By this time, the post World War II era, technical disciplines in colleges and universities had become quite research-oriented and the majority of professors doctorate-holders. Doctoral education in engineering at American universities was expanding and also growing at universities in France. (The grandes écoles retained their focus on producing 'real' engineers.) Maheshwar Prasad journeyed to France and earned a doctorate in electrical engineering at the University of Paris (Sorbonne) with the intention of becoming a professor. Upon his return to India, he played a role in the establishment of the Indian Institute of Technology at Kharagpur and the establishment of the electrical engineering department in particular. The push for Indian Institutes of Technology, modeled after MIT, as a way to uplift post-independence India was led by, among others, Humayun Kabir, a Bengali scholar and educator.

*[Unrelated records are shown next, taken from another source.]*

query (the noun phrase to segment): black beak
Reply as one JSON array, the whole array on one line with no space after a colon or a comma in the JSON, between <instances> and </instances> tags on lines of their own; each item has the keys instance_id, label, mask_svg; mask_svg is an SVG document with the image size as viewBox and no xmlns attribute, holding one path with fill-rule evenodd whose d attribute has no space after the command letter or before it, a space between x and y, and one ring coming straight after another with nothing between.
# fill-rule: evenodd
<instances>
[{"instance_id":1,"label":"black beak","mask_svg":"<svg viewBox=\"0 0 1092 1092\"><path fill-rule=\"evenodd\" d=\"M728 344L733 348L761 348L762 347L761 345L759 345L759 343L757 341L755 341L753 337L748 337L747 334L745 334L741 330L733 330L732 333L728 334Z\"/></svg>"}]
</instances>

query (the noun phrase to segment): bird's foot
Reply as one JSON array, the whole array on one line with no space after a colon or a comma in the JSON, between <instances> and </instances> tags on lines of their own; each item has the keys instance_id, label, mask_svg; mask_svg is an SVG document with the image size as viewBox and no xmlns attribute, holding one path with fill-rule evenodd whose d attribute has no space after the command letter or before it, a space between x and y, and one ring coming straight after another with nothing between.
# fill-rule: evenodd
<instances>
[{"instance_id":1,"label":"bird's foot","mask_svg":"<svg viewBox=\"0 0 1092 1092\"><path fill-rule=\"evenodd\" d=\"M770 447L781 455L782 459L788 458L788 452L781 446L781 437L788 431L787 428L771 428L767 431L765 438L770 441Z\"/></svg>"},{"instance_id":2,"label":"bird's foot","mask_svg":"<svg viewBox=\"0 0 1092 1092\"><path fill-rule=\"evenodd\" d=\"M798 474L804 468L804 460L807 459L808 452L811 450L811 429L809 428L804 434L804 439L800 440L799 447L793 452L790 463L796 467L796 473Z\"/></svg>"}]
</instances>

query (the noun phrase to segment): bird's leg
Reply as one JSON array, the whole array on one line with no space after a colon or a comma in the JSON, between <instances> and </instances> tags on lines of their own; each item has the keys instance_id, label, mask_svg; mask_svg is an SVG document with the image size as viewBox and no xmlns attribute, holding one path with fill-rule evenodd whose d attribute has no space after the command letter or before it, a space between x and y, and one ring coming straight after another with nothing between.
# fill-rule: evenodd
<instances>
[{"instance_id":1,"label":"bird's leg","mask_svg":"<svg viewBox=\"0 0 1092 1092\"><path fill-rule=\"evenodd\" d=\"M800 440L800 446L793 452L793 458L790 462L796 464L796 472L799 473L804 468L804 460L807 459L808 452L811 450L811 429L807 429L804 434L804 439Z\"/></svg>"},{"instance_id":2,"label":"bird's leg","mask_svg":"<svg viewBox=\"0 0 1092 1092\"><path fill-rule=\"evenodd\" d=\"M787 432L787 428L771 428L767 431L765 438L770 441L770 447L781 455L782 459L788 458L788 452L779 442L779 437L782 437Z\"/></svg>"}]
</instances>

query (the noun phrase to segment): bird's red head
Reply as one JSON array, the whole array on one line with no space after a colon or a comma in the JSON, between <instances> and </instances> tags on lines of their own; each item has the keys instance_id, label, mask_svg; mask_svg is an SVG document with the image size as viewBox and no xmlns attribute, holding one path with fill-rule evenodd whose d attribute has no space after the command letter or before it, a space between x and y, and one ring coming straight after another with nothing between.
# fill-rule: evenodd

Maheshwar Prasad Varshney was also involved in the establishment phase of Motilal Nehru Engineering College in Allahabad; during this time, he crossed paths with Raj Kumar Varshney.
The post World War II era was also a time when the exchange of knowledge and professional talents through educational contacts among nations of the world was taking off. The United Nations was formed and within it, the United Nations Educational, Scientific, and Cultural Organization (UNESCO). It was a time when The Race Question, co-drafted by Humayun Kabir, was issued by UNESCO, condemning racism and any attempt to relate intelligence to race.
The United States government sponsored students from other lands to come for advanced study in the practical and productive sciences. Raj Kumar Varshney was able to come to the University of Illinois at Urbana-Champaign and study for the master's degree in electrical engineering, and then come again several years later for doctoral study. Upon his first return to India, he continued to teach at Allahabad Agricultural Institute. After his second return to India, he taught and researched at Panjab Agricultural University in Ludhiana, which was modeled after land grant colleges in the United States, and he also promoted systems theory in the country through the Systems Society of India. Maheshwar Prasad Varshney joined UNESCO and helped set up engineering colleges in the Iraqi cities of Mosul, Baghdad, and Sulaymaniyah as well as in Bangkok, Thailand.
During his second stay in Urbana-Champaign, Raj Kumar Varshney was able to bring his wife Narvada and his three children with him. The older son Pramod was able to complete the bachelor's degree in electrical engineering and computer science from the University of Illinois during this time. Pramod remained at Illinois after his parents and siblings returned to India and earned a master's degree and doctorate in electrical engineering.
He then joined the faculty at Syracuse University in Syracuse, New York, a city that had grown up around the Erie Canal, and wed Anju, the older daughter of Maheshwar Prasad and Vimla Varshney. His most important contributions have been on the research side of things, in the subfield of distributed detection and data fusion. Pramod and Anju's twin sons, Lav and Kush, joined the institution "where any person can find instruction in any study," Cornell University for undergraduate education and thereafter MIT for graduate education. Kush spent one summer in Paris, residing at Maison de l'Inde, a dormitory whose foundation stone was laid by Humayun Kabir, and working on research at one of the grandes écoles, École Centrale.